Me levanté y lo primero que vi fue que mi papá había llegado tomado y traía la camisa manchada de sangre.
Mi mamá estaba llorando y yo me preguntaba por qué.
Ya cuando estaba aclarando el nuevo día, uno de los tíos llegó bien enojado a levantar a mi papá y le dijo:
—¡Qué chulo hiciste anoche, cabrón! Así como fuiste bueno para lastimar a tu tío, ahora vas a ser bueno para responder.
Diciendo esto se lo llevó de la casa. Papá iba cabizbajo y mamá se quedó en la puerta con cara de preocupación.
Por mi corta edad no lograba entender lo que pasaba, pero sabía que algo malo había hecho papá para que le hablaran así.
Los días siguieron pasando. Papá se levantaba y se iba de madrugada. Un rato después también mamá salía de casa a trabajar. Mi hermanita y yo siempre nos quedábamos solas.

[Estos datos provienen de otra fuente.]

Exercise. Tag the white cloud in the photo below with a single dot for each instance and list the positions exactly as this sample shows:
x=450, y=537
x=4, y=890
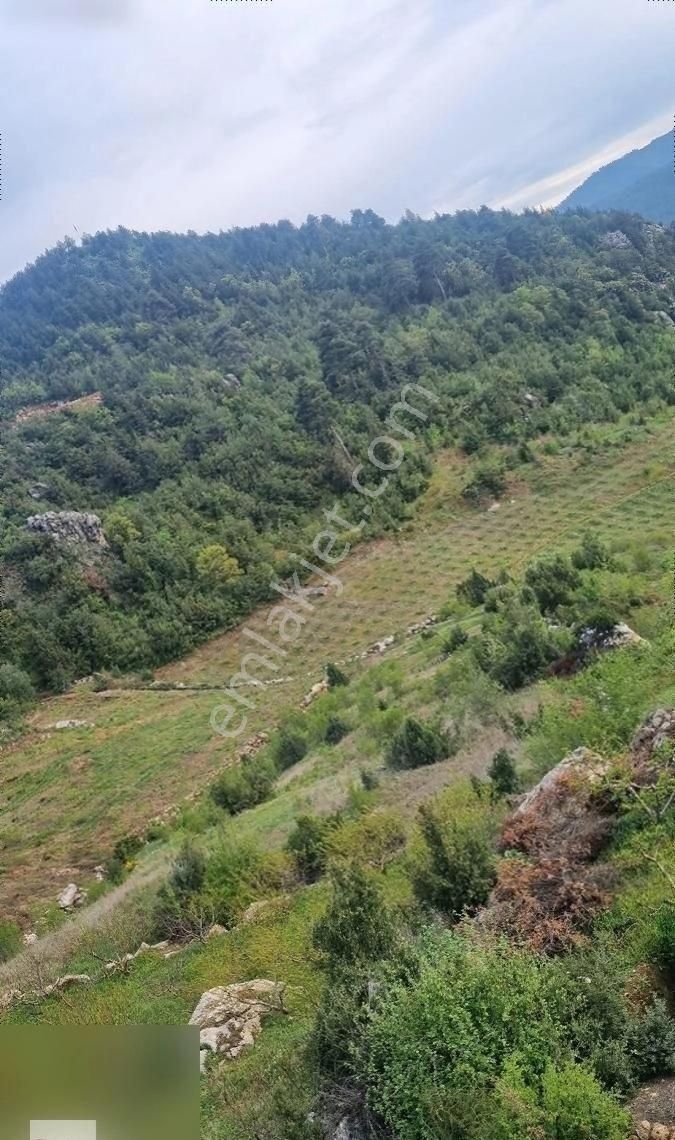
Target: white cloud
x=193, y=114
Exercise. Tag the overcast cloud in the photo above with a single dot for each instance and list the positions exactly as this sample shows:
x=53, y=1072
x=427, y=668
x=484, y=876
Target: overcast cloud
x=204, y=114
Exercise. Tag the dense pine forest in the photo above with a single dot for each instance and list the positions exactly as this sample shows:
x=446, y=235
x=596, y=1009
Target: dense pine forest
x=240, y=376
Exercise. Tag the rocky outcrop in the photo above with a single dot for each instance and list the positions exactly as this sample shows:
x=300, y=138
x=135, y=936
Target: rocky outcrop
x=616, y=239
x=318, y=690
x=68, y=527
x=648, y=1131
x=71, y=896
x=582, y=760
x=653, y=732
x=617, y=637
x=230, y=1017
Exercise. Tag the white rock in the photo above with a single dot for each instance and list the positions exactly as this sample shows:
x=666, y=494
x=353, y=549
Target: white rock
x=70, y=896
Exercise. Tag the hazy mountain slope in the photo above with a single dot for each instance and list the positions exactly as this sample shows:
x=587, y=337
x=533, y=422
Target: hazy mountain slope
x=642, y=181
x=225, y=365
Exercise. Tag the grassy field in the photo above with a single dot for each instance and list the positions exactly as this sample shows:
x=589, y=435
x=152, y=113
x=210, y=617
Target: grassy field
x=66, y=796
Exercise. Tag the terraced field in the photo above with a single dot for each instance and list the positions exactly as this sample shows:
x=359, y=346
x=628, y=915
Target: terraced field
x=65, y=796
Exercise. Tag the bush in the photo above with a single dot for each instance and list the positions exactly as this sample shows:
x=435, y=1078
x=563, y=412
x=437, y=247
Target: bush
x=372, y=840
x=515, y=646
x=454, y=641
x=189, y=870
x=416, y=744
x=369, y=780
x=457, y=871
x=10, y=939
x=576, y=1107
x=357, y=927
x=553, y=580
x=307, y=845
x=244, y=786
x=291, y=748
x=503, y=774
x=335, y=676
x=663, y=949
x=335, y=730
x=488, y=481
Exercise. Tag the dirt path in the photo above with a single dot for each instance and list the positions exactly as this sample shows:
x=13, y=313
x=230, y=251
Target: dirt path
x=48, y=955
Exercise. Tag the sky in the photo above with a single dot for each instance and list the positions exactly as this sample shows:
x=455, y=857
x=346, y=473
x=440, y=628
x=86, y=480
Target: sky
x=205, y=114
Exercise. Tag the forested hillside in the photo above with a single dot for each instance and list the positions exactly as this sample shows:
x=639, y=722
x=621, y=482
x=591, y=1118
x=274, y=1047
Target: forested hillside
x=242, y=375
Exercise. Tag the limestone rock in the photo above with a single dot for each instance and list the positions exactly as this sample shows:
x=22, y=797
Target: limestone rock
x=230, y=1017
x=70, y=527
x=62, y=725
x=582, y=759
x=655, y=731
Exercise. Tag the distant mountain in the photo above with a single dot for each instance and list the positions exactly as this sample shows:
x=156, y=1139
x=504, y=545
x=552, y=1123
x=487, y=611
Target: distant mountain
x=642, y=181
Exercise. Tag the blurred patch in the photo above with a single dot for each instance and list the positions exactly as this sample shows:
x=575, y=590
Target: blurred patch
x=99, y=1082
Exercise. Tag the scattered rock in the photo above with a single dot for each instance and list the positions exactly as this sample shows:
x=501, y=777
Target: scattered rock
x=381, y=645
x=216, y=931
x=61, y=725
x=656, y=730
x=68, y=527
x=425, y=624
x=617, y=637
x=322, y=686
x=38, y=490
x=71, y=896
x=230, y=1017
x=616, y=239
x=582, y=760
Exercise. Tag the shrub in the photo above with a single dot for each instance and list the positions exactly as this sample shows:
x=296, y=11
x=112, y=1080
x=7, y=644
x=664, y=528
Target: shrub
x=457, y=869
x=416, y=744
x=307, y=845
x=553, y=579
x=335, y=676
x=125, y=848
x=369, y=780
x=335, y=730
x=503, y=774
x=244, y=786
x=291, y=748
x=189, y=870
x=449, y=1034
x=663, y=950
x=10, y=939
x=357, y=927
x=473, y=588
x=455, y=640
x=487, y=481
x=652, y=1042
x=576, y=1107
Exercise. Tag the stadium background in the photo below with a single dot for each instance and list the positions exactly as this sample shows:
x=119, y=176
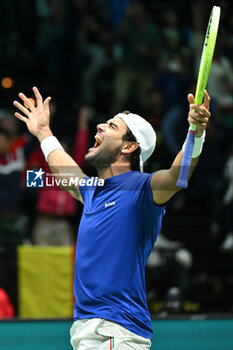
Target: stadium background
x=84, y=54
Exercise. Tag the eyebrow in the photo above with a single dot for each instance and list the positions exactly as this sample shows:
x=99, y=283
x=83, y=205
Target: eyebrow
x=110, y=121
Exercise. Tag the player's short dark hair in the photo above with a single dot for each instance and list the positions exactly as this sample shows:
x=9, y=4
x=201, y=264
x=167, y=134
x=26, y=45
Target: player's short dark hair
x=135, y=155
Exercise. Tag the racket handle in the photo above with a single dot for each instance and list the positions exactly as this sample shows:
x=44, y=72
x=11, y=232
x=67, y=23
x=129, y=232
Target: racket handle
x=187, y=158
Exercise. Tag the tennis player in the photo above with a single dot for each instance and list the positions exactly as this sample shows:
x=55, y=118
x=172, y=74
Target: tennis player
x=120, y=223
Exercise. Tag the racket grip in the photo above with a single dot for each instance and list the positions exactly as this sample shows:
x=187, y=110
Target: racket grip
x=186, y=160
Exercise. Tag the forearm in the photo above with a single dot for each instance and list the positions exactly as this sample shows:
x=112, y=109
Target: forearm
x=174, y=171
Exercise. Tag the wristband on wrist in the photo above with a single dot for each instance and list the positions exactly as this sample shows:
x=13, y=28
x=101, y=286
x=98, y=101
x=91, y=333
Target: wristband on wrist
x=49, y=144
x=198, y=145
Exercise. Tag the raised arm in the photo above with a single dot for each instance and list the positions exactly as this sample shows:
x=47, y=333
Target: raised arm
x=37, y=119
x=163, y=182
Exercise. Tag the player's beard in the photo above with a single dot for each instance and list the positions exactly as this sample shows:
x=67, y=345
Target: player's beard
x=104, y=157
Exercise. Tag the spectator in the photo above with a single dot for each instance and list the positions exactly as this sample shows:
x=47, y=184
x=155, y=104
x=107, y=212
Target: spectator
x=55, y=207
x=140, y=41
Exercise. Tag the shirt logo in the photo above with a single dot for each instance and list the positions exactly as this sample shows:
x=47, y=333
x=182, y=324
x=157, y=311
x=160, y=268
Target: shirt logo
x=109, y=204
x=35, y=178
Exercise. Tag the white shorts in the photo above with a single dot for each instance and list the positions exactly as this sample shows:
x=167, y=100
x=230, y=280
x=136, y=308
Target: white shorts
x=101, y=334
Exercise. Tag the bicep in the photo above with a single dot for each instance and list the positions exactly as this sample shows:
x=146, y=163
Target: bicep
x=162, y=187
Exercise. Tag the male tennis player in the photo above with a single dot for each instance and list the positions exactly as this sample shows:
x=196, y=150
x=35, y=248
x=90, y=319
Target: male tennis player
x=120, y=221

Aún recuerdo que mi hermana lloraba mucho hasta que mamá llegaba, quizás la extrañaba más que yo y por más que le cantaba no lograba calmarla.
Las tías murmuraban que papá había lastimado a un tío y que por eso estaba trabajando para él, ahí entendí el por qué lloraba mamá.
A veces pensamos que los niños sólo juegan, comen y ríen, pero no es así. Yo no quería que mamá pasara por ese sufrimiento y anhelaba que la situación se compusiera.
También entendía que embriagarse era malo, porque la gente se volvía agresiva y esto ocasionaba problemas no sólo al que tomaba, sino también a los que estaban a su alrededor.
Después de varios días papá regresó, sin embargo se le veía más enojado que de costumbre y cada día tomaba más, lo que convertía la casa en un campo de batalla.
A mamá la veía siempre molesta, escondiendo cuchillos y machetes, que con el tiempo fue un hábito que quedó para nosotros, principalmente para mí por ser la mayor.
Conforme pasaba el tiempo se me hacía más difícil comprender el hecho de que mi madre se embarazara tan seguido ante la situación tan difícil que enfrentaba con mi padre, aparte de las carencias económicas en las que nos encontrábamos.
Mamá comenzó a hacer quesos y salía a venderlos por las tardes, yo no quería que saliera, porque en varias de sus salidas nuestro padre llegaba tomado.
En cuanto mi madre se iba sentía el peso de la responsabilidad y guardaba lo mejor que podía los machetes y los cuchillos.
Tenía que ser fuerte, era la mayor y mis hermanos estaban a mi cargo.
Ya que llegaba la tarde, después de guardar cuchillos y machetes en caso de que papá volviera tomado, nos metíamos a nuestro escondite secreto, (debajo de la cama), donde jugamos el resto de la tarde, hasta la llegada de mamá.
*Mirsa Asebedo Salina radica y labora como docente en la Escuela Primaria Profr. Lizandro Calderón de la comunidad de Río Grande, Villa de Tututepec, Oaxaca. “Memorias con vida. Se vale soñar”, es su primera obra literaria.